Job Description :
Purpose : The QA Validation Specialist - Non Sterile Dosage form will adhere with the cGMP principles and perform Qualification and Validations as per approved master plan.
Key responsibilities & Accountability : Preparation and review of Validation documentation (Protocols and Reports) and SOPs to support site validation activities.
Conducts validation activities for process and cleaning. Conducts validation activities of equipment such as Blenders, Granulators, Vessels, Dryers, Compression, Coating, Capsule Filling, Manufacturing Liquid Tanks, Filling Equipment, etc.
Conducts validation activities of Utilities such as HVAC, Water System, Compressed Air and Nitrogen gas. Involve in product hold time activities.
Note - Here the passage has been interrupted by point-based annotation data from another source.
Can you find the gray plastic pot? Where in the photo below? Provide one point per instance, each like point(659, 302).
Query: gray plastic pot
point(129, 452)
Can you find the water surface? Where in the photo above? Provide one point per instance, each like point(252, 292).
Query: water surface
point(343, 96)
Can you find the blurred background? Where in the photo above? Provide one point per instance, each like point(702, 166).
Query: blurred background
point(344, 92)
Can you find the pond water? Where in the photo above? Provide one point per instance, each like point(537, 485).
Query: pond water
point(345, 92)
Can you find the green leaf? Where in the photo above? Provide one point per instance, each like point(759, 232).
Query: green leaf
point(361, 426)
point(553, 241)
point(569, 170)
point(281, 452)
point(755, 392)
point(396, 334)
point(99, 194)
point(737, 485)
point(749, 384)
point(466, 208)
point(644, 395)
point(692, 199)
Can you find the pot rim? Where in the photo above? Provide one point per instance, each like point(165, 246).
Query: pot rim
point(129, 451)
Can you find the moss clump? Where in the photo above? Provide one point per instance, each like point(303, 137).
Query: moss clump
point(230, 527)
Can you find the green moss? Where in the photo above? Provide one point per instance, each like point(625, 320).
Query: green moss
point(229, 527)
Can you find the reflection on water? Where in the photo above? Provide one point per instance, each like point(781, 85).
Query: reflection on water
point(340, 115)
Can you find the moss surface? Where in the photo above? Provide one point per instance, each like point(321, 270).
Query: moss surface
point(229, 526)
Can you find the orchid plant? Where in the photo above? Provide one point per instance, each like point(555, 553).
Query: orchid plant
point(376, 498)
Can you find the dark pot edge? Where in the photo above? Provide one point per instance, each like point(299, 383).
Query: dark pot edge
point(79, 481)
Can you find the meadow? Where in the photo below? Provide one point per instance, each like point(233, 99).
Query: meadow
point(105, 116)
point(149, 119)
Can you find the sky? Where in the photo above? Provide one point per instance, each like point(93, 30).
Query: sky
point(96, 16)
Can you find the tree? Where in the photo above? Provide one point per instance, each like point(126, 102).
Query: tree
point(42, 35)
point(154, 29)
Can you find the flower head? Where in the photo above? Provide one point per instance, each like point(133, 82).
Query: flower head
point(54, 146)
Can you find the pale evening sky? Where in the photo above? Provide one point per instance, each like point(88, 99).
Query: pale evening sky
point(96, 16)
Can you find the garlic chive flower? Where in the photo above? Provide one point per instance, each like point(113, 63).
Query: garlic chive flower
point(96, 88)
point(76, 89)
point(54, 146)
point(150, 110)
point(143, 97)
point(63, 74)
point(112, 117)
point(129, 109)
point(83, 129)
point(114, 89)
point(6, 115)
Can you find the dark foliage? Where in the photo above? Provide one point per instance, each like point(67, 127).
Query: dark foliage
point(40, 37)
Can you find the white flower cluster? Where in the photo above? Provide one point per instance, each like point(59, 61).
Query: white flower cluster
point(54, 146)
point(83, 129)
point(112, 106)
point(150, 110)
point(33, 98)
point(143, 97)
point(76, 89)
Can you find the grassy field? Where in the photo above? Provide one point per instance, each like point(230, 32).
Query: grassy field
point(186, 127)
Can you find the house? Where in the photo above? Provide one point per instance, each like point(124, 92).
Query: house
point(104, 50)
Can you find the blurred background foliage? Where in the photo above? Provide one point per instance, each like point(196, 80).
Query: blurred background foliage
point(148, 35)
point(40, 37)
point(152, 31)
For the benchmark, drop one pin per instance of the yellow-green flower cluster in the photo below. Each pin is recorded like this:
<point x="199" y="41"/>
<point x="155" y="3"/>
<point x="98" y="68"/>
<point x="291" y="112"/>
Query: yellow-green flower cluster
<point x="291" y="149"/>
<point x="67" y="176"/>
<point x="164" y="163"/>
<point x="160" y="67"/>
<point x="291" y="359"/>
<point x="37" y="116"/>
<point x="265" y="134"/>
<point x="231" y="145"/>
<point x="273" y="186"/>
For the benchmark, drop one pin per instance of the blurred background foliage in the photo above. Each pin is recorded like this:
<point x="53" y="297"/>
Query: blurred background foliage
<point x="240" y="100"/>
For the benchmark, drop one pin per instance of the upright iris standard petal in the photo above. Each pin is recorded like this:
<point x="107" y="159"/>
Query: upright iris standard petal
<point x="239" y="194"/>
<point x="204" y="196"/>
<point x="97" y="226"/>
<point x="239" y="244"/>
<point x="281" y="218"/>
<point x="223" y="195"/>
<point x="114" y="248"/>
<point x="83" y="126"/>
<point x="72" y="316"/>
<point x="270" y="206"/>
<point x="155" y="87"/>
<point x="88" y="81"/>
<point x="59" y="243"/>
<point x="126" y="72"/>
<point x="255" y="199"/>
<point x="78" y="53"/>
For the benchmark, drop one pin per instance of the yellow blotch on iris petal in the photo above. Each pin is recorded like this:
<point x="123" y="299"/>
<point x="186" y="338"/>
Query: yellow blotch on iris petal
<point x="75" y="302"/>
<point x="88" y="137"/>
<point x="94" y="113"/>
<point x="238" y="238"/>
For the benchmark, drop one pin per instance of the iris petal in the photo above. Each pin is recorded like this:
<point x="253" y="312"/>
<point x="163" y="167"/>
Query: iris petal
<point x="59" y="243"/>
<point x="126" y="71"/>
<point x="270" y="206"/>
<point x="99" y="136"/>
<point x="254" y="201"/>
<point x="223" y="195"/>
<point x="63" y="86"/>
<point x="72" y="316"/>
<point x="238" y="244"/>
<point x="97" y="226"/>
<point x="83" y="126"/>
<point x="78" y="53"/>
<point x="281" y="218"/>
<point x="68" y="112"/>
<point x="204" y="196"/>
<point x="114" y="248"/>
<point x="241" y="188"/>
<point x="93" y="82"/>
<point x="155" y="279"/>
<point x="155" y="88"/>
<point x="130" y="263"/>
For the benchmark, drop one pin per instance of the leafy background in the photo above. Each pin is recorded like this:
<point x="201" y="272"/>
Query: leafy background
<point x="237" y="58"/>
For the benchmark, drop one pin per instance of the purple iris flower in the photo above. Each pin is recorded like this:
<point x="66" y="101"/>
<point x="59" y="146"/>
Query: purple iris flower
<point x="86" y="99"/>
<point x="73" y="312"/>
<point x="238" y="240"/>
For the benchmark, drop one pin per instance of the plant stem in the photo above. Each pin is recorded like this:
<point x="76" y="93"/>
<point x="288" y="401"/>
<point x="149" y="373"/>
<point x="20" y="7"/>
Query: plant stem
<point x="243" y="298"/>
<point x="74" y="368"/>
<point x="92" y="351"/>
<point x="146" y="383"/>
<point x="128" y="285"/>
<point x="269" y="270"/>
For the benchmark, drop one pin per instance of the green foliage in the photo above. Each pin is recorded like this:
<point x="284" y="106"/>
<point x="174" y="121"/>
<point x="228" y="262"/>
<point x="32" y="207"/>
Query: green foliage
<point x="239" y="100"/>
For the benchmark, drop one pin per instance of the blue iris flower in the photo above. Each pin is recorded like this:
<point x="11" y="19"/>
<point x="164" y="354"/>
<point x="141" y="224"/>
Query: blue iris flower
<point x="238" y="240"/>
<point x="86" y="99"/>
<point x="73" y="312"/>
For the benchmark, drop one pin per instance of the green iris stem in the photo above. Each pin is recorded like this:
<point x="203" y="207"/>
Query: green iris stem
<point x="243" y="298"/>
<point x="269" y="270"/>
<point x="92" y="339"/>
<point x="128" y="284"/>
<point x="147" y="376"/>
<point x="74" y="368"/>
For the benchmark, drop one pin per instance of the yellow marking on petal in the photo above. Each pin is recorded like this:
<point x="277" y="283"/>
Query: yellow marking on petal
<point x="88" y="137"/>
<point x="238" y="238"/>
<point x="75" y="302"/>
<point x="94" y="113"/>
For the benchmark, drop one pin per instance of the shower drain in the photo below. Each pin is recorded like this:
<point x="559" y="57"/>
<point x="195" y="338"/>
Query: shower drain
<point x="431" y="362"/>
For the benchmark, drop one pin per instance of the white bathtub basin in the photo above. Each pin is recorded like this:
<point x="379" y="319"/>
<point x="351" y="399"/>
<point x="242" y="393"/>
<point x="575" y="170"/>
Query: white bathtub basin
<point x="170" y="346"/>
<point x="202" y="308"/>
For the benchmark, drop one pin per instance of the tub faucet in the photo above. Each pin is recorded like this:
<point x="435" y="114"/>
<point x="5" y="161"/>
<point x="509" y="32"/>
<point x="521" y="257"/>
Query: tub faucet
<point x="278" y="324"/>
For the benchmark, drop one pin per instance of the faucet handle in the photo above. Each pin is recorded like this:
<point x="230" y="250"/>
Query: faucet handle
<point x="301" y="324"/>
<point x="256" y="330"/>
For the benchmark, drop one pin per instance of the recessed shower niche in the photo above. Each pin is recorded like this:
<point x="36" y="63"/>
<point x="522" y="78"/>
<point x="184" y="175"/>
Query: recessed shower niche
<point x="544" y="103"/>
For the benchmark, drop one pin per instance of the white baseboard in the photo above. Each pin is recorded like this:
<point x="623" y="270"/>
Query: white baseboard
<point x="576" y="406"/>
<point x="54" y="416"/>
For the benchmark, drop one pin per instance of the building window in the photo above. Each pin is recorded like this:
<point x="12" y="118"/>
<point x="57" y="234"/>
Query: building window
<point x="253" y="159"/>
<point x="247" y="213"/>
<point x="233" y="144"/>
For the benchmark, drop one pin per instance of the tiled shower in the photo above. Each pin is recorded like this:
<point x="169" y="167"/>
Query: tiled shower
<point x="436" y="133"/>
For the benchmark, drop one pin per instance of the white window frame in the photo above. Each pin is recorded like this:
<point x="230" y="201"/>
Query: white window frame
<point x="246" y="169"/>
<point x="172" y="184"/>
Participation in Internal and Regulatory audits. Performs all activities in compliance with safety standards and SOPs. Temperature mapping Studies of Storage facilities.
Qualifications : - Education Bachelor / Master degree in Science / Pharmacy / Engineering. - Experience : Minimum 3 years in pharmaceutical industry in qualification / validation sections Non sterile manufacturing.
Real Time Experience in the companies having GMP approval from USFDA / MHRA / TGA / ANVISA / EU authorities. - Training : Key Competencies : Flexible to work in all shifts and not sensitive to B-Lactams.
Strong written and verbal communication skills for English language. Honesty & Integrity Self-confident. Technical Competencies : Basic IT skills and knowledge in Microsoft office (word, excel, etc.
Technical Documents (Protocols & Reports) Writing in English. Knowledgeable with Pharmaceutical cGMP guidelines, qualifications and validations.